I spent the last four days at the Society for Disability Studies conference (SDS). This conference has a lot of serious problems, including high financial cost, plenty of jargon, and ongoing racism. It’s also amazing in some ways, including great people, better accessibility than any other academic conference I have attended, more undergraduate presentations than any other academic conference I have attended, and fantastic conversations. I decided to go mostly because it would give me a chance to hear presentations by people whose work I admire. One of those people is Karen Nakamura.
I first heard Dr. Nakamura speak at a queer disability symposium at NYU a few years ago. I was so excited about her work that I rushed out to buy her most recent book—Disability of the Soul: An Ethnography of Schizophrenia and Mental Illness in Contemporary Japan. In Disability of the Soul, and the accompanying short films, she shared some of what she learned about a community in Northern Japan where most people have schizophrenia or some other form of mental illness—a “disability of the soul.” This community sounds pretty amazing, although Dr. Nakamura is careful not to romanticize it, and of course it has its problems. Still, most people live and work and love in the town, supporting each other and building community, going to the hospital relatively rarely and mostly on their own terms. I really recommend at least checking out the two minute trailer to the film Bethel if you can. It has the welcome song that people in this community sing, and I love it.
I’m grateful that Dr. Nakamura shared information about this community–with the consent and encouragement of that community. I’m also grateful that she disclosed that she too has what she terms a biopsychosocial disability. While she lived in the community as a scholar studying the community, she also participated in that community as a woman with a disability.
I want to share some of what I heard Dr. Nakamura talk about at SDS. But I also want to make it clear that I was very, very tired when listening to the talk, and that now I’m trying to remember it a few days later. I’m probably getting some things wrong, and I know I’m missing a lot.
The title of her talk was “Why I am Not a Medical Anthropologist.” She started out showing an image of brain scans. These scans showed the amygdalas of a gay man, straight woman, lesbian, and straight man. She pointed out how it was supposed to show that gay men’s brains were like straight women’s brains, and lesbians’ brains like straight men’s brains. She pointed out that it was gay men who did this research, on the theory that it would lead to legal protections for gay people–but that it carried forward old medicalized theories about “inversion,” doesn’t really make a big difference legally, and obviously didn’t reflect anything like the whole world of possible genders and sexualities.
Then she talked to us about how she did research on Deaf communities in Japan, and then on psychiatric disability in Japan. Apparently, as soon as her research shifted from deafness to psychiatric disability, people started to label her as a medical anthropologist, instead of a cultural or visual anthropologist. That has a certain irony, since Disability of the Soul was about a community that really didn’t center medical models at all. While she did interview the psychiatrist in the community, she didn’t center those interviews, and as I recall the psychiatrist mostly talked about how overused psychiatric hospitalization was.

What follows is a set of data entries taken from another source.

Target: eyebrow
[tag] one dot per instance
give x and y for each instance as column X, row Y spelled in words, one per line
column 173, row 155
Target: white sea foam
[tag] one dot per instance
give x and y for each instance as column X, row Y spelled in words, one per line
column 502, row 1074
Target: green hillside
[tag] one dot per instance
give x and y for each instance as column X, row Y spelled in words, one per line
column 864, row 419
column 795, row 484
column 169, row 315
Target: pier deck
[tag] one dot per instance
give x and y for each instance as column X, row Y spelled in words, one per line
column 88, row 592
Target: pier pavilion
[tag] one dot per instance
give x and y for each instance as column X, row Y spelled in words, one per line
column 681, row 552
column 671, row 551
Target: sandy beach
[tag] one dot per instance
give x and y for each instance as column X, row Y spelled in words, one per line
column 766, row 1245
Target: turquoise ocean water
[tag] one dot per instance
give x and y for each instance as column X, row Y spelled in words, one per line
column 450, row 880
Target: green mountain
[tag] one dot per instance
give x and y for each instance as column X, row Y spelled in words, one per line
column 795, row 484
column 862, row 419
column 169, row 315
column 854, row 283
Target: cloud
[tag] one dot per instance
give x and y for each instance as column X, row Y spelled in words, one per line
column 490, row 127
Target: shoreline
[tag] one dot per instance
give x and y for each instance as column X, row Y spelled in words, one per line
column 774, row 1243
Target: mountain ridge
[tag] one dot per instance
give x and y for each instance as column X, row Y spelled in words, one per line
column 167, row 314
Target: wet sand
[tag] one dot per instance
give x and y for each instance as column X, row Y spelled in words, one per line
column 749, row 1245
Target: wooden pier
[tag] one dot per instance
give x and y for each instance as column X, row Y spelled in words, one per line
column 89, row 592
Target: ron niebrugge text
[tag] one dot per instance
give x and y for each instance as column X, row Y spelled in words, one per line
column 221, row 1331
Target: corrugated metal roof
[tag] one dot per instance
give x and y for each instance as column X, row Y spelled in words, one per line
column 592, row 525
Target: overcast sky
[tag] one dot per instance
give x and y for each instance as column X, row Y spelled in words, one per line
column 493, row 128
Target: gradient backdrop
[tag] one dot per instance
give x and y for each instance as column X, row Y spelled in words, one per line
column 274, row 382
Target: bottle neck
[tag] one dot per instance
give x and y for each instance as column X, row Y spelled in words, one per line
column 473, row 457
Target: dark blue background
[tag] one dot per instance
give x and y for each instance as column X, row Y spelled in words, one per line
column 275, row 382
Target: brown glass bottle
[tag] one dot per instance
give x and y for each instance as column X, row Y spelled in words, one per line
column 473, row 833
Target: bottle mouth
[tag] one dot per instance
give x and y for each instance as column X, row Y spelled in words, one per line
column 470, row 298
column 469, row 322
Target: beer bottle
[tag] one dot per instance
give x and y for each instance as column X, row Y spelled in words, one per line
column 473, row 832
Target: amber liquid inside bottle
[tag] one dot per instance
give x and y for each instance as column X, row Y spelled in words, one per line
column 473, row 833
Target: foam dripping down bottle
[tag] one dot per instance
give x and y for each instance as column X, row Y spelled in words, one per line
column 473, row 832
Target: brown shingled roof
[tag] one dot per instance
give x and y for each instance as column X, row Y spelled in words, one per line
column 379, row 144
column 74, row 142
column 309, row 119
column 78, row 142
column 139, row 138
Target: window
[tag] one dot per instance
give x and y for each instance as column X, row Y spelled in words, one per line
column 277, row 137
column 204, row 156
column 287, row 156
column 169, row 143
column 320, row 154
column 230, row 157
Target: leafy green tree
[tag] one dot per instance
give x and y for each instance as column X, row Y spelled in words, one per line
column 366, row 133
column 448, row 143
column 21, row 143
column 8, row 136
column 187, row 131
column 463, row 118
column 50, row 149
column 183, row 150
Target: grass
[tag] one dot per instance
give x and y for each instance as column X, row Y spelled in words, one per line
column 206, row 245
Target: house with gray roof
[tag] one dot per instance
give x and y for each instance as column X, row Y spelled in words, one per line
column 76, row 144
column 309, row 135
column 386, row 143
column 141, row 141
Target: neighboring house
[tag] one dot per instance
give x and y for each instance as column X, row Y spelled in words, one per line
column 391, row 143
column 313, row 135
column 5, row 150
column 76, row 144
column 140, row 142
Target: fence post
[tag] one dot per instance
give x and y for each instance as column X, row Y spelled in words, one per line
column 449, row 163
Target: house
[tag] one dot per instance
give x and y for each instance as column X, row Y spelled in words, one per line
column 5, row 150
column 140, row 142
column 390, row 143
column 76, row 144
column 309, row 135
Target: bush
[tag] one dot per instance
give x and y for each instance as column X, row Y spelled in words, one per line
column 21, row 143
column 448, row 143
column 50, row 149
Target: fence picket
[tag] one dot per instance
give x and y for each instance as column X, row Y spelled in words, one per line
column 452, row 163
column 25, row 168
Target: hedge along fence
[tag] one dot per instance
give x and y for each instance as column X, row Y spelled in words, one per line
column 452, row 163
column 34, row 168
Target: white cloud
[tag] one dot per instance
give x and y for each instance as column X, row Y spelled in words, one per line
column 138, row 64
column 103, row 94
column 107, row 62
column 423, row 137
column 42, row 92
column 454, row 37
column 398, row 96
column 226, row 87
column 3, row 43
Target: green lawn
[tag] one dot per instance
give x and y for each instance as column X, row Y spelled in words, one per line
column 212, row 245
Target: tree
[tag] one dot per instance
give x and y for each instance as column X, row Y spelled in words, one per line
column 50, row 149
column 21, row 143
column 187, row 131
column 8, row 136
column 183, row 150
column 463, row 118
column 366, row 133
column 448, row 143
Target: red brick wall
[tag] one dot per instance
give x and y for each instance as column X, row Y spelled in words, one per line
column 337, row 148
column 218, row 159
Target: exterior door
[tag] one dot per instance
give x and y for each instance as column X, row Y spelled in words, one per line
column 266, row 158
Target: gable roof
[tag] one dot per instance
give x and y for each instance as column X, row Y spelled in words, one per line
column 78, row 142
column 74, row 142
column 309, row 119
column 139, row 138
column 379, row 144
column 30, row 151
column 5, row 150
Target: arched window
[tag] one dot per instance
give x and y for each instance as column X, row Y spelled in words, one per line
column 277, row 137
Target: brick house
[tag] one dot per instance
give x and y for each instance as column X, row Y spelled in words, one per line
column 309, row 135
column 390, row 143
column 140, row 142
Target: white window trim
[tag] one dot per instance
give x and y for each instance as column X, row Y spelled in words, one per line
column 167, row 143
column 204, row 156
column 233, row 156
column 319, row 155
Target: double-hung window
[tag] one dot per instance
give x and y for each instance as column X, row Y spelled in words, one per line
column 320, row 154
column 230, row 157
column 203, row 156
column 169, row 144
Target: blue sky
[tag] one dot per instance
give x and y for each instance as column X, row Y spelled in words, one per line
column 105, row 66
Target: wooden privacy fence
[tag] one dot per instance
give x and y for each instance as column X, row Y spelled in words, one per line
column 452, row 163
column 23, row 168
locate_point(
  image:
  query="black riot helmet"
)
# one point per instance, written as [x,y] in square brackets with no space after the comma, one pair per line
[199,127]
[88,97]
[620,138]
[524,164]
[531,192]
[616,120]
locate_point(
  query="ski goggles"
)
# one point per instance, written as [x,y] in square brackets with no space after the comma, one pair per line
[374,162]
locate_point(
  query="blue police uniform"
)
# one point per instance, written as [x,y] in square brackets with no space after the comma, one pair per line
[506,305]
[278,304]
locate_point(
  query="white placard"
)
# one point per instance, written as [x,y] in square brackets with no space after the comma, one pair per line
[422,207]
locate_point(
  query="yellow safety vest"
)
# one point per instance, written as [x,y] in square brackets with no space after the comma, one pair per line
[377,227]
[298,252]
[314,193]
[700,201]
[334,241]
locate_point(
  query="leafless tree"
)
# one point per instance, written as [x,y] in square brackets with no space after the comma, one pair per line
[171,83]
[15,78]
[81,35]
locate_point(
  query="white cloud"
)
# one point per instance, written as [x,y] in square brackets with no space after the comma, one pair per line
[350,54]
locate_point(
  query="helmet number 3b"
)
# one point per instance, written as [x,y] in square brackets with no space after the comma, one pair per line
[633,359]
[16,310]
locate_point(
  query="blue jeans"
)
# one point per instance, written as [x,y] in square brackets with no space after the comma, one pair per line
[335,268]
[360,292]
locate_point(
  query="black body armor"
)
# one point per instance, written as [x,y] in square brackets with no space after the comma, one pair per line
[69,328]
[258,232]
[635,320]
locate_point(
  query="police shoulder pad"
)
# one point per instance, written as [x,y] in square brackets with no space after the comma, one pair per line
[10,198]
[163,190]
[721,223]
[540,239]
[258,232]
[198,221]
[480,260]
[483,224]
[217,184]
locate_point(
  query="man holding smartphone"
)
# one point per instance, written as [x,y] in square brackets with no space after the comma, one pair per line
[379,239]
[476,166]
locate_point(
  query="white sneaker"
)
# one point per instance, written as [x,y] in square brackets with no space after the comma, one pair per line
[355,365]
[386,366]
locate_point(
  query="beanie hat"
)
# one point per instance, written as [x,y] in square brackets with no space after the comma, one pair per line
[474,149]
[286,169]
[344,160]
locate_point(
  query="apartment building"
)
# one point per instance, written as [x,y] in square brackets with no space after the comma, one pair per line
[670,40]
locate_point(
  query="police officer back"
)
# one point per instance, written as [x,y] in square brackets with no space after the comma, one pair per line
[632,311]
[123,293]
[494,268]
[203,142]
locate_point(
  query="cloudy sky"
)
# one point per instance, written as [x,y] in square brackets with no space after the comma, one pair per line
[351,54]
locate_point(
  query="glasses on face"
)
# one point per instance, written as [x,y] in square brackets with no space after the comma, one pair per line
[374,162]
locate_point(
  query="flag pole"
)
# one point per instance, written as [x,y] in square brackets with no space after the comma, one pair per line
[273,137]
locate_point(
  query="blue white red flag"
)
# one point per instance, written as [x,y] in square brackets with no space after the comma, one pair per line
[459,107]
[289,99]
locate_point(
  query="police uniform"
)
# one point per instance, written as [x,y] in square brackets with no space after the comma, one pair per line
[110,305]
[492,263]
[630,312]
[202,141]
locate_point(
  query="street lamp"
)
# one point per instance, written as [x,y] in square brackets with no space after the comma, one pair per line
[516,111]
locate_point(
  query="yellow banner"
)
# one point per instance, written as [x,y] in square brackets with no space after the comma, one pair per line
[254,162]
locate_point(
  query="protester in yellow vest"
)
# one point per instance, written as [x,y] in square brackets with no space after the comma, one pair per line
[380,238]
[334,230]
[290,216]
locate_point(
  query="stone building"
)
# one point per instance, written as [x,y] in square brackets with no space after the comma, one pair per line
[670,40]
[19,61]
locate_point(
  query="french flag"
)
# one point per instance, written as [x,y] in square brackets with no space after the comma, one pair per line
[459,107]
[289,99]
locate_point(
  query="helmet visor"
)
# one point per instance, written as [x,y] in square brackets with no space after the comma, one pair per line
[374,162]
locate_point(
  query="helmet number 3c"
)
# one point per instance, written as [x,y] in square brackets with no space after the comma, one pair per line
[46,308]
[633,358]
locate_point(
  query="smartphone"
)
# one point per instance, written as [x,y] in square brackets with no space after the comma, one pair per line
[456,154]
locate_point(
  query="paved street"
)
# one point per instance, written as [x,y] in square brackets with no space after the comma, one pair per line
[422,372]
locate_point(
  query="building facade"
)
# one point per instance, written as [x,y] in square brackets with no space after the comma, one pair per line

In the talk at SDS, Dr. Nakamura said that she resisted the label of medical anthropologist in part because people were pushing it on her so hard as an automatic response to work on psychiatric disability. “I reject that the medical should be the totality of our experience.” She also touched on a problem that I am sure many of us mad people and allies in academia are way too aware of already–that students with psychiatric disabilities often get offered nothing in terms of accommodations and told that they must take medical leaves.
Dr. Nakamura also gave us a little taste of her next project. I was so excited to hear that she will now be working on trans activism in Japan. She said that when the DSM-III was translated into Japanese, they couldn’t use the term “disorder” because a direct translation would give the meaning “chaos.” (I think disorder would be this word, 混乱, but my Japanese is very bad, so feel free to correct me if I am wrong!) Instead, they used the word for disability. (I think disability would しょうがい, but maybe ふじゅう？) She suggested that trans communities in Japan have organized around a disability identity much more extensively than trans communities in the U.S.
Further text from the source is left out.